NOMES QUE A HISTÓRIA GUARDOU
Mais adiante, o autor descreve
os gols alvirrubros, marcados por Alcidésio aos 25, e Djalma aos 31 minutos do primeiro tempo;
Zeca, Hélio Mota e Fernandinho na segunda fase.
Naquela partida histórica, dirigida
pelo carioca Mário Vianna, tido como o árbitro número 1 do Brasil, o Náutico do
célebre Palmeira alinhou Vicente; Sidinho e Caiçara; Ivanildo, Gilberto e Lula;
Hélio Mota, Fernandinho, Djalma, Alcidésio e Zeca.
O time do Sport, dirigido pelo uruguaio Ricardo Diez, foi este: Manoelzinho; Chicão e Arnaldo; Bria, Lilica e Pinheirense; Jorge de Castro, Arlindo, Ênio, Ananias e João do Vale.
O mundo desabou sobre Manoelzinho.
Este ainda terminou o campeonato defendendo o Leão, mas encerrado o certame,
conquistado pelo Náutico, recebeu o bilhete azul. Levianamente era acusado por
rubro-negros mais inconformados de ter entrado no ‘mondé’, ou na ‘gaveta’. Pouco
tempo depois assinava contrato com o Timbu. Para os alvirrubros, uma prova de
sua honestidade, porquanto, o experiente Eládio de Barros Carvalho, o Pajé, não
iria aceitar em suas fileiras um profissional inconfiável.

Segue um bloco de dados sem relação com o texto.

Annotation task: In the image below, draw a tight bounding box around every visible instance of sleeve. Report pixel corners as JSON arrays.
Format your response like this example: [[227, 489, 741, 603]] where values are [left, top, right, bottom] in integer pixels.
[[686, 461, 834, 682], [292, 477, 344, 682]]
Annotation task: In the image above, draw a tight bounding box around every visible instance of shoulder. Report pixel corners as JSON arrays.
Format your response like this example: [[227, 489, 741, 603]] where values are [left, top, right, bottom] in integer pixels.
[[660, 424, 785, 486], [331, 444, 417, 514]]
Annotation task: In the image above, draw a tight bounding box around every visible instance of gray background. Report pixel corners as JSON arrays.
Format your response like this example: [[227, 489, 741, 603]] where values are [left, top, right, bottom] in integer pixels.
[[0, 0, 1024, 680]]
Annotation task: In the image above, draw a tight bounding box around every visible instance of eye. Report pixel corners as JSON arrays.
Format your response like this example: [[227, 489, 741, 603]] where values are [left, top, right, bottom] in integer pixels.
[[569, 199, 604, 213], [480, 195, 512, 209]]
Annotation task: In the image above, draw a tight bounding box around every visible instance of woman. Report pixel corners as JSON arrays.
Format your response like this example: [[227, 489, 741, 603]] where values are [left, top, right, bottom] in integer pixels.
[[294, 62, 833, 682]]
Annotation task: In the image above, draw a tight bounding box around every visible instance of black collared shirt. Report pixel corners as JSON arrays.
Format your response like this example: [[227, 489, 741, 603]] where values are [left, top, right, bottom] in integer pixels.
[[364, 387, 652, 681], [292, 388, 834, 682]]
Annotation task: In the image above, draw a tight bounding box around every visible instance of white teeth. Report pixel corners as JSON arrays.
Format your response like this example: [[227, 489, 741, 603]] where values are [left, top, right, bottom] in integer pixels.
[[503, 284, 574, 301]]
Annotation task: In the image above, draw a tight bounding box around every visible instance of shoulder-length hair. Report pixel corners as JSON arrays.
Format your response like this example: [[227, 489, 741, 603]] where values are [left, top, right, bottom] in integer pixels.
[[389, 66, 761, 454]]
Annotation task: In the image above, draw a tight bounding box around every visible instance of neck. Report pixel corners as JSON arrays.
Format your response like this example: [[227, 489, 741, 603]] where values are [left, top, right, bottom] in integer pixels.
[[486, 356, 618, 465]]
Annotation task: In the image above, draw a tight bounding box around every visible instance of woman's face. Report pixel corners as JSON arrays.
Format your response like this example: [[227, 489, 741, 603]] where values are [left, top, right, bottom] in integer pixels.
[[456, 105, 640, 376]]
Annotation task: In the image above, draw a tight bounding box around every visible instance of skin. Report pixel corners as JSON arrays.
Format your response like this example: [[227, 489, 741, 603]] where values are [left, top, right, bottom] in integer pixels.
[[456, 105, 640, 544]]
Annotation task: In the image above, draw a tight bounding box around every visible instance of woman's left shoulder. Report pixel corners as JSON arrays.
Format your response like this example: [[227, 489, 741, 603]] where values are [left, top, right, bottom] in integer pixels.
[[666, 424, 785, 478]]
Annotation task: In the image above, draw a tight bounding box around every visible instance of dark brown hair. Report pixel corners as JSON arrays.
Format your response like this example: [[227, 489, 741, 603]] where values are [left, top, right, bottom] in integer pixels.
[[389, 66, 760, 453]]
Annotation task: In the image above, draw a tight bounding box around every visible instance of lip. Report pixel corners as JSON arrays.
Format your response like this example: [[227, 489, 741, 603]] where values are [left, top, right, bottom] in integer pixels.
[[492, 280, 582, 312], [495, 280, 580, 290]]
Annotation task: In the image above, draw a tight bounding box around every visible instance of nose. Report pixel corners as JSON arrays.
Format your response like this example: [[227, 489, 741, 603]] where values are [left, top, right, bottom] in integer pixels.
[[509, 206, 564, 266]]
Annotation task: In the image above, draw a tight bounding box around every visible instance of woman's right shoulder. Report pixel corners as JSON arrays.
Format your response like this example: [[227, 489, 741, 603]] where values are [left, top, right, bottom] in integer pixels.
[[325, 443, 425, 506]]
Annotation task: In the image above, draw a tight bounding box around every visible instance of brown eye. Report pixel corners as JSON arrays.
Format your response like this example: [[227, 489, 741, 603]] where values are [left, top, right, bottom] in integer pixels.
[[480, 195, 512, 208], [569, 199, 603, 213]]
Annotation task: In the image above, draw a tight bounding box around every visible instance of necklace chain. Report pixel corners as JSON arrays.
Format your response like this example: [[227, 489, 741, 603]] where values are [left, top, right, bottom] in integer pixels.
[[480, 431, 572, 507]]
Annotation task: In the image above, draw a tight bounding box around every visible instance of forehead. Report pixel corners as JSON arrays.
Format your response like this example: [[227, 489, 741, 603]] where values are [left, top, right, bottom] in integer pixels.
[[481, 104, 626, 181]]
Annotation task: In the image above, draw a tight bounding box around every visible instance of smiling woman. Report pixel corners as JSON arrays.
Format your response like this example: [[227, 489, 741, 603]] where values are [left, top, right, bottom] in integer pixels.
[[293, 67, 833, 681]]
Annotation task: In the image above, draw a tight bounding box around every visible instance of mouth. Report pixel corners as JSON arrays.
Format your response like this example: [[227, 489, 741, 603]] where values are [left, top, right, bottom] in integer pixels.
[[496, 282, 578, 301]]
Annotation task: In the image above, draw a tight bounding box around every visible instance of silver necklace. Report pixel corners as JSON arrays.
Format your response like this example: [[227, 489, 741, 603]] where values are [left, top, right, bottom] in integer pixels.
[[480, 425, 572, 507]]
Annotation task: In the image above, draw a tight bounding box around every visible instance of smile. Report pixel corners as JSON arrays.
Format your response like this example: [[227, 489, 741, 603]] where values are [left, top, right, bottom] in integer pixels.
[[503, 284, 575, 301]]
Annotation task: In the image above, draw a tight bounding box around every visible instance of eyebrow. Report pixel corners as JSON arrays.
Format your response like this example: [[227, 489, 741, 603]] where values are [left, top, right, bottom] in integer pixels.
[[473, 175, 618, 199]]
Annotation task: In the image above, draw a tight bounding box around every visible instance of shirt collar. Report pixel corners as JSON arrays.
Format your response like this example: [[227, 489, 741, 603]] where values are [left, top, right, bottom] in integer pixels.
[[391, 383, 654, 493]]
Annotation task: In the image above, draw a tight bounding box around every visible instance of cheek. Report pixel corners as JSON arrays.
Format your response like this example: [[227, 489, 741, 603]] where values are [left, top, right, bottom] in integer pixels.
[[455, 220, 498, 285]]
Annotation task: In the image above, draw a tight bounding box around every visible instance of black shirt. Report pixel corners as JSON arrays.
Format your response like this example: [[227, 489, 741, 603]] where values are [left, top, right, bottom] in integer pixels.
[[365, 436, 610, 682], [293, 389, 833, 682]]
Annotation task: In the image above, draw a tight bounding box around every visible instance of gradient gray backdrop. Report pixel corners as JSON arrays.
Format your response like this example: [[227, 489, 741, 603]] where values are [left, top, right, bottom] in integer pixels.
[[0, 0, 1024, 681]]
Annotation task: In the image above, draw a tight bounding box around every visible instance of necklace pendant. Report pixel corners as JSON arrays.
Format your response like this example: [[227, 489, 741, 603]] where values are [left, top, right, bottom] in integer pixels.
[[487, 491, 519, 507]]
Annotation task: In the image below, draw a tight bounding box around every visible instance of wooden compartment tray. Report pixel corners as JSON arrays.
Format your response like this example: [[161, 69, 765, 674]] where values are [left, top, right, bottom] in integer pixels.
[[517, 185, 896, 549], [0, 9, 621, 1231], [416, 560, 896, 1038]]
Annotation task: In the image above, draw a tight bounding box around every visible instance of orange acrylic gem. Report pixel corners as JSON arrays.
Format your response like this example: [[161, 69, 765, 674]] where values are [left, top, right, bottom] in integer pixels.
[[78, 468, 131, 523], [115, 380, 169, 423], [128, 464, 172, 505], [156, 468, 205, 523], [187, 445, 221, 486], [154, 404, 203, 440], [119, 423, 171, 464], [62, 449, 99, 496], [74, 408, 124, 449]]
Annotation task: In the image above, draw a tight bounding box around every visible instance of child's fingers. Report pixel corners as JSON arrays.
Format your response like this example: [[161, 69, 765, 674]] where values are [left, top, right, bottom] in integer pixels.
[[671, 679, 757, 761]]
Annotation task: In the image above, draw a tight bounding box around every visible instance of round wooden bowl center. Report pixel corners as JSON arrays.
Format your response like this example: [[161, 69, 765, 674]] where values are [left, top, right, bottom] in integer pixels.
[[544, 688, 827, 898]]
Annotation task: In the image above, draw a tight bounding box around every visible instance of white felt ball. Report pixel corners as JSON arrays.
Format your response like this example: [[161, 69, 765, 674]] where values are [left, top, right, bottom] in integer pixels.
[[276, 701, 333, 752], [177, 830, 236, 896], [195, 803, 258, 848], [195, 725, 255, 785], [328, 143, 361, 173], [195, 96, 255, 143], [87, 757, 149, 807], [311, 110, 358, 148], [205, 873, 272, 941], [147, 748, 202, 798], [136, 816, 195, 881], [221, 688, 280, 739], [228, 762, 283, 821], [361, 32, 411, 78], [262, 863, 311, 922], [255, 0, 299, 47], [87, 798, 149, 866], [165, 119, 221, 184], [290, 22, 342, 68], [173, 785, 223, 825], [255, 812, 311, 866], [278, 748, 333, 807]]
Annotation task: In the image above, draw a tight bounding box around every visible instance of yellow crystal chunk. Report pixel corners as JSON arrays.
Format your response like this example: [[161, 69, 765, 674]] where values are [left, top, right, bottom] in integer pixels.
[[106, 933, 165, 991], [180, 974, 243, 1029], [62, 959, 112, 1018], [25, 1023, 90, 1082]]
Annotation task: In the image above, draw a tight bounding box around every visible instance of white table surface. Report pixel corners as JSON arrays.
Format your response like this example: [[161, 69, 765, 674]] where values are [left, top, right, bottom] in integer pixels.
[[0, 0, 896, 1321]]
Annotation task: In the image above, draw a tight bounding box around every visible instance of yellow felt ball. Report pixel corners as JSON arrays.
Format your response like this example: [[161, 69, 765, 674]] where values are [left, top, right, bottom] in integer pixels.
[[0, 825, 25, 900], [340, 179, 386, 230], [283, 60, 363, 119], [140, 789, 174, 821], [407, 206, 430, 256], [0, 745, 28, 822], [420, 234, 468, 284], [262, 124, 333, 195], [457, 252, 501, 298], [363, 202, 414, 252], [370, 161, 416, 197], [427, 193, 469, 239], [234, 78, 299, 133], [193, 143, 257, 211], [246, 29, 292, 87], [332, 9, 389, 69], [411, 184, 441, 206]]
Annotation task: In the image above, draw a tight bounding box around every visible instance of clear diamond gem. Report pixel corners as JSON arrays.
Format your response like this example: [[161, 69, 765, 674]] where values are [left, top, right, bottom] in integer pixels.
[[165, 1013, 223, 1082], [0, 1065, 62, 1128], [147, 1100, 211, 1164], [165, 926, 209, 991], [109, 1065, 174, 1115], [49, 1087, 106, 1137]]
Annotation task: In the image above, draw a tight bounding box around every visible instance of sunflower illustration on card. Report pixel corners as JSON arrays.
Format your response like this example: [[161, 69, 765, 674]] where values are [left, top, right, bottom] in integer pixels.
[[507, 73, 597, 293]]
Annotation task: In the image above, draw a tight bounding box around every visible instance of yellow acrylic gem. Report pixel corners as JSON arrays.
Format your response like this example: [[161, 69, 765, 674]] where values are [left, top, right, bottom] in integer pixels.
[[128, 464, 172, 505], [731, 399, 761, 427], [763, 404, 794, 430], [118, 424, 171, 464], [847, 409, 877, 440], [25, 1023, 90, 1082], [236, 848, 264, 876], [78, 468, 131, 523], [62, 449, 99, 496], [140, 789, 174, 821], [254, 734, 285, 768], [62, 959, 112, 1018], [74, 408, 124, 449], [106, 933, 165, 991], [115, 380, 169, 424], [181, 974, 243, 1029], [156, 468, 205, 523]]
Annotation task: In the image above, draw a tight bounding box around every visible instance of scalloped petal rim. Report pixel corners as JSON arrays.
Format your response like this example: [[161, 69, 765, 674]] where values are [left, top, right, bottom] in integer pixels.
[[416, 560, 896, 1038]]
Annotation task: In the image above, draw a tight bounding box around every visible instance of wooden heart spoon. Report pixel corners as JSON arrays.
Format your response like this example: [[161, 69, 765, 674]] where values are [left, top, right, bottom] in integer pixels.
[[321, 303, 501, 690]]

Nos Aflitos, o caruaruense foi
campeão em 1952, revezando com o famoso Vicente na posição. Em 1954, agora
tendo Peter ao seu lado, também ajudou o clube dos Aflitos a levantar a taça. Em
1953 participou da excursão alvirrubra à Europa. Encerrada a carreira
permaneceu ligado ao Náutico, inicialmente como assistente técnico, depois como
dirigente. Terminou seus dias como funcionário municipal aposentado – durante muito
tempo exerceu a função de tesoureiro da prefeitura do Recife.